这主要是为了我们的利益，以验证模型是否训练正确。


In [None]:
def sample_images(model, img_ch, img_size, ncols, *model_args, axis_on=False):
    # Noise to generate images from
    x_t = torch.randn((1, img_ch, img_size, img_size), device=device)
    plt.figure(figsize=(8, 8))
    hidden_rows = T / ncols
    plot_number = 1

    # Go from T to 0 removing and adding noise until t = 0
    for i in range(0, T)[::-1]:
        t = torch.full((1,), i, device=device).float()
        e_t = model(x_t, t, *model_args)  # Predicted noise
        x_t = reverse_q(x_t, t, e_t)
        if i % hidden_rows == 0:
            ax = plt.subplot(1, ncols+1, plot_number)
            if not axis_on:
                ax.axis('off')
            other_utils.show_tensor_image(x_t.detach().cpu())
            plot_number += 1
    plt.show()

**TODO**:  是时候训练模型了！你能修复 `FIXME` 并开始训练吗？


In [None]:
optimizer = Adam(model.parameters(), lr=0.001)
epochs = 5
preview_c = 0

model.train()
for epoch in range(epochs):
    for step, batch in enumerate(dataloader):
        c_drop_prob = FIXME
        optimizer.zero_grad()

        t = torch.randint(0, T, (BATCH_SIZE,), device=device).float()
        x = batch[0].to(device)
        c_hot, c_mask = get_context_mask(FIXME, c_drop_prob)  # New
        loss = get_loss(model, x, t, c_hot, c_mask)
        loss.backward()
        optimizer.step()

        if epoch % 1 == 0 and step % 100 == 0:
            print(f"Epoch {epoch} | Step {step:03d} | Loss: {loss.item()} | C: {preview_c}")
            c_drop_prob = 0 # Do not drop context for preview
            c_hot, c_mask = get_context_mask(torch.Tensor([preview_c]), c_drop_prob)
            sample_images(model, IMG_CH, IMG_SIZE, ncols, c_hot, c_mask)
            preview_c = (preview_c + 1) % N_CLASSES

## 6.5 采样
｜ Sampling

这是拼图的最后一块。我们可以将生成器与分类器进行比较，但就目前而言，它获得 95% 以上准确率的可能性微乎其微。让我们使用 `无分类器扩散引导` 来提高我们的胜算。

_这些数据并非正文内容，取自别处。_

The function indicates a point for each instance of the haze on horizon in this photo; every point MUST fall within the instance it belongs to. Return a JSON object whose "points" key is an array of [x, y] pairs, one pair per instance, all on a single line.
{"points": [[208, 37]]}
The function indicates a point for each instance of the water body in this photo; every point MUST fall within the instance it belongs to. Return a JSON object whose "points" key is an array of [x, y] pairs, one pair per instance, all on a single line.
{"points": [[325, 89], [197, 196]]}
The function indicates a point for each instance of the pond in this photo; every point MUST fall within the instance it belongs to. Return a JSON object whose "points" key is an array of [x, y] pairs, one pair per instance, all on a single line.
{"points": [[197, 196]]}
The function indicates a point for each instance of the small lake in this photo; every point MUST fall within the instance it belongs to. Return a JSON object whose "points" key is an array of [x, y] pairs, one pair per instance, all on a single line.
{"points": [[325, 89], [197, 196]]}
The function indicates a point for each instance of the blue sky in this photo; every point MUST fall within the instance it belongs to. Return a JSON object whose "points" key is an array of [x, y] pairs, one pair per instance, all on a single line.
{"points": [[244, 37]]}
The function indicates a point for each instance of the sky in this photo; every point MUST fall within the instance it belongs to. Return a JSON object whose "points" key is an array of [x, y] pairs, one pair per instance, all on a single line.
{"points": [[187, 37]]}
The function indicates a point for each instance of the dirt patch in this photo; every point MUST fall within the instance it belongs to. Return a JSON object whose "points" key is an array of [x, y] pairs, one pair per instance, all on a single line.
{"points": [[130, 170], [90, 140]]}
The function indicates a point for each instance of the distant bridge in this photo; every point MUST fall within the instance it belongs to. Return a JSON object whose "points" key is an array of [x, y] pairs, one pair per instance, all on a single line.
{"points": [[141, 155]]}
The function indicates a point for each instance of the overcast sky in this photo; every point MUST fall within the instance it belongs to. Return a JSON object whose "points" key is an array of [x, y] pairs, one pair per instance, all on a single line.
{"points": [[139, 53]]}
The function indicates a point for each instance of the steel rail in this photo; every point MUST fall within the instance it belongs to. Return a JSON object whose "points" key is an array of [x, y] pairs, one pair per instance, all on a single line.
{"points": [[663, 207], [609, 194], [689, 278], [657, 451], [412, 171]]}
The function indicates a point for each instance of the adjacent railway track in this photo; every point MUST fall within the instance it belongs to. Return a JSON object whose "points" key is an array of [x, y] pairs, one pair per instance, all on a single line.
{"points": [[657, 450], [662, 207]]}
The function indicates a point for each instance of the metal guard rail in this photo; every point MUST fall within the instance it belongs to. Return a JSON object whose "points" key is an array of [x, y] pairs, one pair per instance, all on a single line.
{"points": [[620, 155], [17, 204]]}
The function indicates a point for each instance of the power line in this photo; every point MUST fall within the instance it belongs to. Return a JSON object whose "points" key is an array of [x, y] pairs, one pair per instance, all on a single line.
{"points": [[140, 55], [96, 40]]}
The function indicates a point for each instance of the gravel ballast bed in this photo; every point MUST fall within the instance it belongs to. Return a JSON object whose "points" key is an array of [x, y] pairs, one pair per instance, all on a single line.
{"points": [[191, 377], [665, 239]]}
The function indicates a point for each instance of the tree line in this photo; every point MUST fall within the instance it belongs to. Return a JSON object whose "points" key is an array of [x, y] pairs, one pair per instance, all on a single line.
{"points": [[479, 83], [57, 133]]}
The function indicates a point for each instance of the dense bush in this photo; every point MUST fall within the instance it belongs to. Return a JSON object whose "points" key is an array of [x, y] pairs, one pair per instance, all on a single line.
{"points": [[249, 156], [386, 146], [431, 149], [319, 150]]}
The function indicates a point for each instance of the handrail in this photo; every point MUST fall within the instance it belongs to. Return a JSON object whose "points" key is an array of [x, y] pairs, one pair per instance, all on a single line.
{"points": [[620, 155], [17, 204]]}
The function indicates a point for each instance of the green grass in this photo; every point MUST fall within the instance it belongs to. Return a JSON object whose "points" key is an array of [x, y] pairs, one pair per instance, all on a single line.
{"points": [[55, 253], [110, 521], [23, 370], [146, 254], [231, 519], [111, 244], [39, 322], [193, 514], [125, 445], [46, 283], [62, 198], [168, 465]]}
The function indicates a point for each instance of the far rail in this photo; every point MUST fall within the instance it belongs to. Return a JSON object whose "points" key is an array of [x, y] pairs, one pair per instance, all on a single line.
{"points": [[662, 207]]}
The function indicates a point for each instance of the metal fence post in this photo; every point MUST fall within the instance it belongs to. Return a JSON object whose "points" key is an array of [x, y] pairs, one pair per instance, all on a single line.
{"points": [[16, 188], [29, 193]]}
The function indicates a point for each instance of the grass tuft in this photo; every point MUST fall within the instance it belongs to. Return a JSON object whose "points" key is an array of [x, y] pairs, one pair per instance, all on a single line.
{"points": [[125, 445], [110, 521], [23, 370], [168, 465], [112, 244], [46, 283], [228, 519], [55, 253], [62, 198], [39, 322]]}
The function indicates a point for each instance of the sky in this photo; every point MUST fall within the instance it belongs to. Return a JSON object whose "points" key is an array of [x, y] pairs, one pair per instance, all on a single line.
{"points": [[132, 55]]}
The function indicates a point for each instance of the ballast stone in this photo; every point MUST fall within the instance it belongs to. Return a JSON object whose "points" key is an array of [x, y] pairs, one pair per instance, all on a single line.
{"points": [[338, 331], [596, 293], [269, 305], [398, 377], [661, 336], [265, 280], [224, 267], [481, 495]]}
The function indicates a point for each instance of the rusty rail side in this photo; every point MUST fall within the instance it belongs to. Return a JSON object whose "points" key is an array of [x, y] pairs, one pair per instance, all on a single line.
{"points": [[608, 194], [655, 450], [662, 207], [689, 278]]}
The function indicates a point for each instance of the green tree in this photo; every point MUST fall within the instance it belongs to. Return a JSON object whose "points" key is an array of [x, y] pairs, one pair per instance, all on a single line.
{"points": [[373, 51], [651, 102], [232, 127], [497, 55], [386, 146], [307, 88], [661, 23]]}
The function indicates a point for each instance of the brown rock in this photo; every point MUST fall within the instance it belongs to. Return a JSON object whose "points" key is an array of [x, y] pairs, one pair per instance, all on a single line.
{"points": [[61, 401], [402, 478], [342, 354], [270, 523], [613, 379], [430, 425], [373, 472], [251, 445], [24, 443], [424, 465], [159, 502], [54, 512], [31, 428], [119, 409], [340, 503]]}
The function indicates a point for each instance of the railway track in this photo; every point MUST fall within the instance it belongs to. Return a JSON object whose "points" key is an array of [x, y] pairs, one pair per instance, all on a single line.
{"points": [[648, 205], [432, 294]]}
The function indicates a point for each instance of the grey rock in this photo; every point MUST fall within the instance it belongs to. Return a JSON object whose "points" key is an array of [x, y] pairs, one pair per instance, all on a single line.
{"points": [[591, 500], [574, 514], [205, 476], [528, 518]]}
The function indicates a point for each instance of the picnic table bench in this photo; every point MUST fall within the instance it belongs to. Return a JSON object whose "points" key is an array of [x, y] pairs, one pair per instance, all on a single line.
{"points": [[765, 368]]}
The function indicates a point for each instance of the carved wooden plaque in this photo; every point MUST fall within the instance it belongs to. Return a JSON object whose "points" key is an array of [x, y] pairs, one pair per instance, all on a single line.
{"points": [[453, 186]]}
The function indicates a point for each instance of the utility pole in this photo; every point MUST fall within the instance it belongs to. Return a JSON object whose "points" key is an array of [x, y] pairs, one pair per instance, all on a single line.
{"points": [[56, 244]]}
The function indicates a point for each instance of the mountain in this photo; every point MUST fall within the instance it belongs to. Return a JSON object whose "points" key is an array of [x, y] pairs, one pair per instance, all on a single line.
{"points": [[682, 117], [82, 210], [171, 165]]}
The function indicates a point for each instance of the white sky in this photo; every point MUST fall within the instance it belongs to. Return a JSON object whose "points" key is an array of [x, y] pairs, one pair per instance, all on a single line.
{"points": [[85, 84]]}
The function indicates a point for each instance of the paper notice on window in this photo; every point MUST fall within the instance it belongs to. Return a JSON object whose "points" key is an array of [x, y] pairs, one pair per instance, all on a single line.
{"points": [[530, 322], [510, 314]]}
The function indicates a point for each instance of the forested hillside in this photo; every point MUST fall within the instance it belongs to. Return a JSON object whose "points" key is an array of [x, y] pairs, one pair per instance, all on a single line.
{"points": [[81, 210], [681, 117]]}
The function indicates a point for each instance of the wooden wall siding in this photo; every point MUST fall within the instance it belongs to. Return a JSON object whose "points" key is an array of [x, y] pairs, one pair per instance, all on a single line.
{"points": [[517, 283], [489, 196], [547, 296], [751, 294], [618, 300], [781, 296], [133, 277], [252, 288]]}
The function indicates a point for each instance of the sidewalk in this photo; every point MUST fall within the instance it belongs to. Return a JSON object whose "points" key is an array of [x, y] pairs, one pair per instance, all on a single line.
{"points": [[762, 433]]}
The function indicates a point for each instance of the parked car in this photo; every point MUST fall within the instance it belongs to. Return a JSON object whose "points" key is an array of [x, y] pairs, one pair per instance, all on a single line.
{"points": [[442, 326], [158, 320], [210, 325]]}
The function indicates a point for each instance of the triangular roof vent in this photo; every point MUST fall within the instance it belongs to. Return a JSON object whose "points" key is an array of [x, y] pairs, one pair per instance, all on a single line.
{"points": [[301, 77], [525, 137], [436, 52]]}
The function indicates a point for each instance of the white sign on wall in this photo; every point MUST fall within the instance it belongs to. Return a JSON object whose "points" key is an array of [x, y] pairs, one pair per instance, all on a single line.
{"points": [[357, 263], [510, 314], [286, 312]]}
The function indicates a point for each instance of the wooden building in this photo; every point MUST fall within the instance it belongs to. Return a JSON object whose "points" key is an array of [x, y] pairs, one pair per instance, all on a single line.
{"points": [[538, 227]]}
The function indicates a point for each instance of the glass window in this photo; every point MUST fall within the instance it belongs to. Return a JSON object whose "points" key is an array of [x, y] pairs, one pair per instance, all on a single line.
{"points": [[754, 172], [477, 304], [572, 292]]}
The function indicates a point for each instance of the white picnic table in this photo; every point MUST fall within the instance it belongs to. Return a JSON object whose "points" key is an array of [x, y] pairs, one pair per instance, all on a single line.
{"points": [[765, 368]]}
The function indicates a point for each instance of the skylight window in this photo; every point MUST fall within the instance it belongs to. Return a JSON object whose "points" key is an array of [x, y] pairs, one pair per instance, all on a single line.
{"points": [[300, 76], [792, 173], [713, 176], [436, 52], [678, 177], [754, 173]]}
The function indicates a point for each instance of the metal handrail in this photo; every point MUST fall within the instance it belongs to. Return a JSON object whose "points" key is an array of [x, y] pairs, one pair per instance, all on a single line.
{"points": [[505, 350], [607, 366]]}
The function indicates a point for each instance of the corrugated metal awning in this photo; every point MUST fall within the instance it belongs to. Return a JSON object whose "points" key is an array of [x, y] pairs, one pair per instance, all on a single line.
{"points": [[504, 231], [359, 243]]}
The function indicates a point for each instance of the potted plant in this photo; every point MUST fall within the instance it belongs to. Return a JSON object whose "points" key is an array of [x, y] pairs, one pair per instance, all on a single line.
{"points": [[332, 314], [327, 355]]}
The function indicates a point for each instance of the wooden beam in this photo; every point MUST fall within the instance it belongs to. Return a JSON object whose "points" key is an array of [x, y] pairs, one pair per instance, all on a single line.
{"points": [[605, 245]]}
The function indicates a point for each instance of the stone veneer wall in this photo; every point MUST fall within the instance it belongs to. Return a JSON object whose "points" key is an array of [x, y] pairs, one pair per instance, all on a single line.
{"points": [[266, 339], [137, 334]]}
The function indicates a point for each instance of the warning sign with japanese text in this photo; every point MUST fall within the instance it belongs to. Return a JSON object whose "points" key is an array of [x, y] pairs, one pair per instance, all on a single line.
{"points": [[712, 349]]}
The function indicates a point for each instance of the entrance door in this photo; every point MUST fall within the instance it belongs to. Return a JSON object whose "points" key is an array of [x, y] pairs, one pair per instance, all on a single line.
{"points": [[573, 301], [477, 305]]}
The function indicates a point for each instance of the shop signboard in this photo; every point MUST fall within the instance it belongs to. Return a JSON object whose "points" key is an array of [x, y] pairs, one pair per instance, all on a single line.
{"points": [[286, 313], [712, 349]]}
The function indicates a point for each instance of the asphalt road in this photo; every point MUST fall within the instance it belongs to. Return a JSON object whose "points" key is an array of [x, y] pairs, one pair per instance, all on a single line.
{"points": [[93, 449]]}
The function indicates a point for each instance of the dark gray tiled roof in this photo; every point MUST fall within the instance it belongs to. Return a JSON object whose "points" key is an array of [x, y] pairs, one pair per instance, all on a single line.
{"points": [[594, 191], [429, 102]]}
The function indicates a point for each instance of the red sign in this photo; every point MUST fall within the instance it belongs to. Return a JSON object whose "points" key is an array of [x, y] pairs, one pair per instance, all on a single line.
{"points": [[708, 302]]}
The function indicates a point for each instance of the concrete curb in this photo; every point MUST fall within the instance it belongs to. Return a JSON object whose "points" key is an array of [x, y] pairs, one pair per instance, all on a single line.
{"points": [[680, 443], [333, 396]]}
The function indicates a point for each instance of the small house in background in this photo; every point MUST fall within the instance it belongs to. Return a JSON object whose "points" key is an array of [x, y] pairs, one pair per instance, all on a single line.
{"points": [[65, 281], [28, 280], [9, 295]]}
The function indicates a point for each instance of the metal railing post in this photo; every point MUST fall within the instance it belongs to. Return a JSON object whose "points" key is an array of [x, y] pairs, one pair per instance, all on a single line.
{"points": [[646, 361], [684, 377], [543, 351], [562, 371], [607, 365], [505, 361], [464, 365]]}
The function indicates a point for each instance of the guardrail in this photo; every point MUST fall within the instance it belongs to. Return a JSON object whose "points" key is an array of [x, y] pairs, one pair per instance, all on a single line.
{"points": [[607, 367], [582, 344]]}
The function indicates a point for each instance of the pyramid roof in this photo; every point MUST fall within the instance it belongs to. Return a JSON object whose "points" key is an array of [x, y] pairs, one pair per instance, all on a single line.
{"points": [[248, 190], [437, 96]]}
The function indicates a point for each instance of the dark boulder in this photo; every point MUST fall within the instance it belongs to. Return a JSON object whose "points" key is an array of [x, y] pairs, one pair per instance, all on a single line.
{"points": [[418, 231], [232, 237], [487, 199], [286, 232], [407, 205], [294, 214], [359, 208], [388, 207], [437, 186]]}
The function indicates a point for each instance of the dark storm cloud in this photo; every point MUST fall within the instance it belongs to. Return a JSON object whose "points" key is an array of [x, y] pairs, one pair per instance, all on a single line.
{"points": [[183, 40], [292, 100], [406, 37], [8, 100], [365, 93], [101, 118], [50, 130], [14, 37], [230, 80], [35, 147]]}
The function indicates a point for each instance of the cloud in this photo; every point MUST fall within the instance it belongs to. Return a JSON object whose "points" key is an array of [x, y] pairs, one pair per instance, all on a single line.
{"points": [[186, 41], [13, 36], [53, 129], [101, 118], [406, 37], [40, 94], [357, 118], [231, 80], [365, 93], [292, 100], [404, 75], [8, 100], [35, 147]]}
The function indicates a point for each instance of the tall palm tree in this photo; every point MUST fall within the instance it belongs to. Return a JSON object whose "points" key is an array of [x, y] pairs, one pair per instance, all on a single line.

**TODO**: 下面的 `sample_w` 公式中有一个 `FIXME`。你能记住将权重添加到扩散过程的公式吗？

In [None]:
@torch.no_grad()
def sample_w(model, c, w):
    input_size = (IMG_CH, IMG_SIZE, IMG_SIZE)
    n_samples = len(c)
    w = torch.tensor([w]).float()
    w = w[:, None, None, None].to(device)  # Make w broadcastable
    x_t = torch.randn(n_samples, *input_size).to(device)

    # One c for each w
    c = c.repeat(len(w), 1)

    # Double the batch
    c = c.repeat(2, 1)

    # Don't drop context at test time
    c_mask = torch.ones_like(c).to(device)
    c_mask[n_samples:] = 0.0

    x_t_store = []
    for i in range(0, T)[::-1]:
        # Duplicate t for each sample
        t = torch.tensor([i]).to(device)
        t = t.repeat(n_samples, 1, 1, 1)

        # Double the batch
        x_t = x_t.repeat(2, 1, 1, 1)
        t = t.repeat(2, 1, 1, 1)

        # Find weighted noise
        e_t = model(x_t, t, c, c_mask)
        e_t_keep_c = e_t[:n_samples]
        e_t_drop_c = e_t[n_samples:]
        e_t = FIXME

        # Deduplicate batch for reverse diffusion
        x_t = x_t[:n_samples]
        t = t[:n_samples]
        x_t = reverse_q(x_t, t, e_t)

    return x_t

**TODO**:  让我们测试一下。试着运行下面的单元格几次。你能通过改变 `w` 使数字始终可识别吗？


In [None]:
model.eval()
w = 0.0  # Change me
c = torch.arange(N_CLASSES).to(device)
c_drop_prob = 0 
c_hot, c_mask = get_context_mask(c, c_drop_prob)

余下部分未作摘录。